カゴメ 野菜飲料の基本価値を再訴求 「焼きケチャップ」で需要喚起

カゴメの12月期第2四半期の売上収益は前年同期比4.2%増の957億9千万円、事業利益は24.5%減の53億7千300万円、営業利益は20.1%減の55億4千800万円となり、増収ながらすべての段階で減益だった。通期の売上収益は6.5%増の2千20億円、事業利益は24.3%減の107億円、営業利益は22.9%減の108億円を見込んでいる。

売上収益は国際事業が牽引し、円安による為替の影響もあって増収だったが、原材料価格やエネルギーコストなどの高騰と、販促費投下により減益だった。

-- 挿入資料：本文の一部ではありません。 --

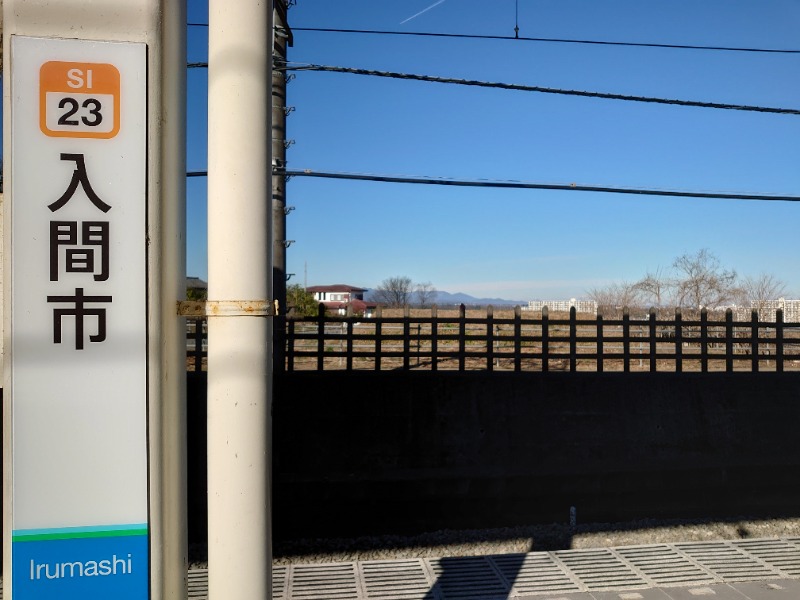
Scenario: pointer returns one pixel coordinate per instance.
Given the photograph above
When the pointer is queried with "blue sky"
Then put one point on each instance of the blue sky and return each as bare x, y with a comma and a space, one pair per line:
528, 244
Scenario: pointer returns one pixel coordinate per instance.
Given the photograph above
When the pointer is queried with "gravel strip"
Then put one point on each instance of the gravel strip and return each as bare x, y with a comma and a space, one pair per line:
520, 539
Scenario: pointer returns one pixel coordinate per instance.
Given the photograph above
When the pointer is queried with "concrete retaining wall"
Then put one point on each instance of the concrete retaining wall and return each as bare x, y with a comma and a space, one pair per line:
394, 452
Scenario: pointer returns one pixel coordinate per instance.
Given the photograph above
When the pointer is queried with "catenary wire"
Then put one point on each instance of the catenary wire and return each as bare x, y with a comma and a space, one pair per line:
536, 39
530, 88
528, 185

飲料(減収減益)の「野菜生活100」は、内食需要の減少で大容器が減少し、コンビニも約90%と回復が遅れ、原材料高騰と販促費の増加で減益。通販(増収減益)は「つぶより野菜」、野菜スープが堅調も、広告宣伝費は増加。食品他(増収減益)は家庭用は値上げ後のケチャップが需要減も、プラントベースは好調。業務用は外食需要の回復に伴う販売増。農事業(増収増益)の生鮮トマトは天候不順で調達量は減少したが、前年より高い市況のため増収増益。国際事業は欧米の外食回復で増収減益だった。

通期は期初予想を超える原価上昇と売上減で売上収益、事業利益を下方修正。23年度に使用する原材料価格はさらに上昇する見通しで、対応を検討する。

下期の具体的施策は「野菜をとろうキャンペーン」に注力し、野菜を摂ることに対する「意識変容」と「行動変容」を促す。飲料の「野菜生活100」は、基本価値の「食事だけでは不足しがちな野菜を、おいしく補える」ことを改めて発信。人気キャラクターを起用した大型キャンペーンを展開する。食品は米へのシフトが進むため、チキンライスやオムライス提案を強化。プラントベースフードは9月に新商品を1品追加する。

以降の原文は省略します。